いろんな場所でタイトル戦の前夜祭が行われていますが、これだけの規模で行われたのは私も記憶にないほどです。沼津の皆さまの情熱や力を感じました。明日からの対局は、皆さまに歓迎してくださりましたので喜んでもらえるような面白い将棋が指せるように、力いっぱい尽くしたいと思います。
■森内竜王の決意表明
本日はこのような盛大な前夜祭を開いてくださりありがとうございます。私も前夜祭に数多く出ていますが、これだけの方が来られるのはないので感激しています。静岡県は将棋が盛んで数多く訪れていますが、沼津はいままで機会がなかったので、今回訪れることができてうれしく思います。先ほど対局が行われる対局場の検分にうかがいましたが、歴史のある素晴らしい場所で対局できることを誇りに思います。
シリーズは2連敗と厳しい出だしになりましたが、聞くところによりますと、昨年は挑戦者の渡辺明二冠が1勝を返して反撃したとのことで、私も頑張ってなんとか第4局の場所へたどり着けるように全力を尽くしたいと思います。明日も大盤解説会場へお越しくださるとうれしいです。
■藤田女流初段が羽生棋聖にインタビュー
――羽生棋聖は沼津は2回目だそうですね。
羽生「静岡県はよく来ていますが、沼津市は2回目です。それほど観光はしていませんが、景色が素晴らしく、食べ物がおいしい場所ですね」
――前夜祭には多くの方に来ていただきました。皆さん座っての形式の前夜祭は珍しいですよね。

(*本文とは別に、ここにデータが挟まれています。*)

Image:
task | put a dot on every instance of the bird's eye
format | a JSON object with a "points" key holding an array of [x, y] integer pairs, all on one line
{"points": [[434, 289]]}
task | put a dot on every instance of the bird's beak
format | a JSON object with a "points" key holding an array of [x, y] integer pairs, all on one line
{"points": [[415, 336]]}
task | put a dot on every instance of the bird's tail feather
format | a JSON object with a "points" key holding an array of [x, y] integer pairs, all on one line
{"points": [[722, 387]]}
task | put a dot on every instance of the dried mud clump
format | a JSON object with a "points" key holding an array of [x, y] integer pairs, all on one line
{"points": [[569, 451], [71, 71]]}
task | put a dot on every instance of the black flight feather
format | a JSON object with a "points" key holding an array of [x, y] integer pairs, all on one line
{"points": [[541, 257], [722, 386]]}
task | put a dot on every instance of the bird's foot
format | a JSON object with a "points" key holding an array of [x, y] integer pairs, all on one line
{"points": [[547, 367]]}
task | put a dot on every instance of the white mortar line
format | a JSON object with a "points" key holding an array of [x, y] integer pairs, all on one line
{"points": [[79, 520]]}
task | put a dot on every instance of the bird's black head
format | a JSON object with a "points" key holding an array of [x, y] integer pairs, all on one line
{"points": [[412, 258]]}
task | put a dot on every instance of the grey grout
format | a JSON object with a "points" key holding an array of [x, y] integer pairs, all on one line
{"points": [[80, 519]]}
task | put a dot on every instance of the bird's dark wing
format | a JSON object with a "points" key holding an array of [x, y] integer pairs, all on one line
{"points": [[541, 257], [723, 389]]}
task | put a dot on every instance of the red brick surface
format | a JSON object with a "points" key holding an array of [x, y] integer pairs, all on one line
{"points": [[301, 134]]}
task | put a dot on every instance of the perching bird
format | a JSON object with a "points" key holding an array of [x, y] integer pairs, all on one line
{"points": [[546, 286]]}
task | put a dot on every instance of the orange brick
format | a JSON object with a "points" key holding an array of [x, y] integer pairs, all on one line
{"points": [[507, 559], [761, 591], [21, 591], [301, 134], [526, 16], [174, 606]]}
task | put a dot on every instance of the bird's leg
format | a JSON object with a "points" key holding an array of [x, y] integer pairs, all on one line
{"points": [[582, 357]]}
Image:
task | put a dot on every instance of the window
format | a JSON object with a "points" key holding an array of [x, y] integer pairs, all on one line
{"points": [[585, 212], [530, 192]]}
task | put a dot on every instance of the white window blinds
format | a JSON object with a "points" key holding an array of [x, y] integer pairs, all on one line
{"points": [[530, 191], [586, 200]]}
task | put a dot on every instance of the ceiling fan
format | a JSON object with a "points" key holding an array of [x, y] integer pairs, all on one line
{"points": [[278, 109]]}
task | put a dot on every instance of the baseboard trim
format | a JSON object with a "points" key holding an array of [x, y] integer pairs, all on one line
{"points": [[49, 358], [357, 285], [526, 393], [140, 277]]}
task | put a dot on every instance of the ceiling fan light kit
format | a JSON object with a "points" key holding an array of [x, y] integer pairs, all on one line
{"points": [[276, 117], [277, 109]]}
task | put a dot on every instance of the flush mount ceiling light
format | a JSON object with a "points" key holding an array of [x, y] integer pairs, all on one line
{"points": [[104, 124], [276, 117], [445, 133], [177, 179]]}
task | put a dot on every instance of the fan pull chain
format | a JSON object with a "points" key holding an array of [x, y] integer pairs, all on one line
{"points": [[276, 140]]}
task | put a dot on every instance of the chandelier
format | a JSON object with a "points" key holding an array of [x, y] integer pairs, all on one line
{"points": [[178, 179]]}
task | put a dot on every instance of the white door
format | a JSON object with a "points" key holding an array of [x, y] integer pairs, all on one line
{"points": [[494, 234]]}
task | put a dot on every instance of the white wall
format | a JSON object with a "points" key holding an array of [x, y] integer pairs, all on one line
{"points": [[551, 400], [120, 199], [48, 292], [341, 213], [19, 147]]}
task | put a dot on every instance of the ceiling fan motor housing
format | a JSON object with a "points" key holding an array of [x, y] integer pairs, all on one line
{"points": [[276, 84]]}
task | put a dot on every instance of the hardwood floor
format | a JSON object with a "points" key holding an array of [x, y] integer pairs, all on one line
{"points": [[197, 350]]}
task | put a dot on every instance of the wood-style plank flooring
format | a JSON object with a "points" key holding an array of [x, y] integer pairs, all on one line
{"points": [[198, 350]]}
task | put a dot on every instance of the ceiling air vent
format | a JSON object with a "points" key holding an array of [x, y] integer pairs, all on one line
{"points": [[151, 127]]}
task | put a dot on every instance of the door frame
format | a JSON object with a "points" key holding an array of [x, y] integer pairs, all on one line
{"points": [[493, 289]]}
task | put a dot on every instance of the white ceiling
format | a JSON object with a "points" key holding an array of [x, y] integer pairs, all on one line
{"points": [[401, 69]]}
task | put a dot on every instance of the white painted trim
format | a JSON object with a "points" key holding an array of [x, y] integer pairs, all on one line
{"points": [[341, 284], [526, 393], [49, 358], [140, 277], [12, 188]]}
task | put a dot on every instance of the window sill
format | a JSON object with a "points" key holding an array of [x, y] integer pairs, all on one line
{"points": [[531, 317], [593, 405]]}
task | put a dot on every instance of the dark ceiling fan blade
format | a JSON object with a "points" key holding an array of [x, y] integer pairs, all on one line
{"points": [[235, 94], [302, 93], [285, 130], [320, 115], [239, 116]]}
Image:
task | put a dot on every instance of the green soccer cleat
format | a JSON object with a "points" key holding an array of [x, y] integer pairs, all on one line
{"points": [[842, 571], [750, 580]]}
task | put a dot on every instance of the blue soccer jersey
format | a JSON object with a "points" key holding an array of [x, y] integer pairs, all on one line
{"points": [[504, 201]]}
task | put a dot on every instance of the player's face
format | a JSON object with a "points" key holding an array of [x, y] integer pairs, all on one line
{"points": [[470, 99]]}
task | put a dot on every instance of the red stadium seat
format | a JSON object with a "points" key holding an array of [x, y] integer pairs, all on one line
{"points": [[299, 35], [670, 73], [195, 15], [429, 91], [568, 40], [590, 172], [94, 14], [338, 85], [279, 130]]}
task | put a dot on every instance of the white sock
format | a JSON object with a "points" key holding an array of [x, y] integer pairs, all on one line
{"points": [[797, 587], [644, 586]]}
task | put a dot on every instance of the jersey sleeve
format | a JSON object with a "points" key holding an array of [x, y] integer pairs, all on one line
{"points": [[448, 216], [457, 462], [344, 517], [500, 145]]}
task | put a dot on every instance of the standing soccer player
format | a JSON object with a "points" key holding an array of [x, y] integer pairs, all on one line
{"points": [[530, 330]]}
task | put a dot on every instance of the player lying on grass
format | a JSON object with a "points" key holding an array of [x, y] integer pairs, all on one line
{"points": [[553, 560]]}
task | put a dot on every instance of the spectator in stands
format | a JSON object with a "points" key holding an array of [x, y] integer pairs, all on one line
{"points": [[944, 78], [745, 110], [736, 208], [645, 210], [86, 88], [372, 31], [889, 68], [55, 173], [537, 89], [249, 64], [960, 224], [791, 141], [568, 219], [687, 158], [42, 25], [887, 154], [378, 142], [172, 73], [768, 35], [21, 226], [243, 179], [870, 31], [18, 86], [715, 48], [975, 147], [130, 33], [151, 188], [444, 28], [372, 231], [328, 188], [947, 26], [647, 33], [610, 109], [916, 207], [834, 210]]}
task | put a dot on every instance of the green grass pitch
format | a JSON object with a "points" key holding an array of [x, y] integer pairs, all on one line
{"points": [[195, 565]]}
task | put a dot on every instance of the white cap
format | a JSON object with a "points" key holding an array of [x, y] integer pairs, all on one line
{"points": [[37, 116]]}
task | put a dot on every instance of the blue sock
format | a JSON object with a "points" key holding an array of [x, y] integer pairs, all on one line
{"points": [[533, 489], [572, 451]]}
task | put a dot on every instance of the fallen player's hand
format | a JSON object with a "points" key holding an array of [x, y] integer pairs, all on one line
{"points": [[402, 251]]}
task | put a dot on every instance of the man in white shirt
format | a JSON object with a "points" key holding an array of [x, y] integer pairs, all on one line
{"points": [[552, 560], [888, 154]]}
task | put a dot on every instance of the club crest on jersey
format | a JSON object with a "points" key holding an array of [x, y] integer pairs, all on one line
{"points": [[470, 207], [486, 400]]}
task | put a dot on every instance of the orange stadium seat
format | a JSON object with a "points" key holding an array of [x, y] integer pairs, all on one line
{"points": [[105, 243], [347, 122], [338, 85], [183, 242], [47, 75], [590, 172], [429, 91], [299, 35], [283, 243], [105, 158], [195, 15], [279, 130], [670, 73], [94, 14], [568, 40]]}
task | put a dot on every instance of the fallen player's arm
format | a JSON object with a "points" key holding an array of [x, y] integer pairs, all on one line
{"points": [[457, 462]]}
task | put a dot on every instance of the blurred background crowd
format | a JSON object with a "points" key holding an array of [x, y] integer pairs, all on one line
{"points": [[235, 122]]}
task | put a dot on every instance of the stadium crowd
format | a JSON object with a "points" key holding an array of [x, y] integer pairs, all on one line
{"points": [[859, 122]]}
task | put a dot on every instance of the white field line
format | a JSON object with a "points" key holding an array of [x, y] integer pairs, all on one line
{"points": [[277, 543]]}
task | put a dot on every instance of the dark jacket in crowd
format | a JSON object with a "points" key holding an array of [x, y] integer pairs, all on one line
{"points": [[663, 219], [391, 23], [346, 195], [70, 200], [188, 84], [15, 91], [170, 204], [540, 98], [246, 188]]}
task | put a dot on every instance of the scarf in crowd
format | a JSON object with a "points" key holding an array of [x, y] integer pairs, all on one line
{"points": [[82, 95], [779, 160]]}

羽生「そうですね。立食形式が多いので席に座っての形式はまれかもしれませんね」
――ブールミッシュがおやつのスポンサーになっています。
羽生「嫌いなものはないのでなんでも食べます。お菓子は非常に楽しみにしています」
――羽生先生は休みの日は何をされていますか。
「休みの日はぼーっとしています。趣味は特にないのですが、散歩したり一番はぼんやりすることです」
――先ほど決意表明で立派な庭園があってとおっしゃっていましたが、沼津倶楽部はすばらしいところですよね。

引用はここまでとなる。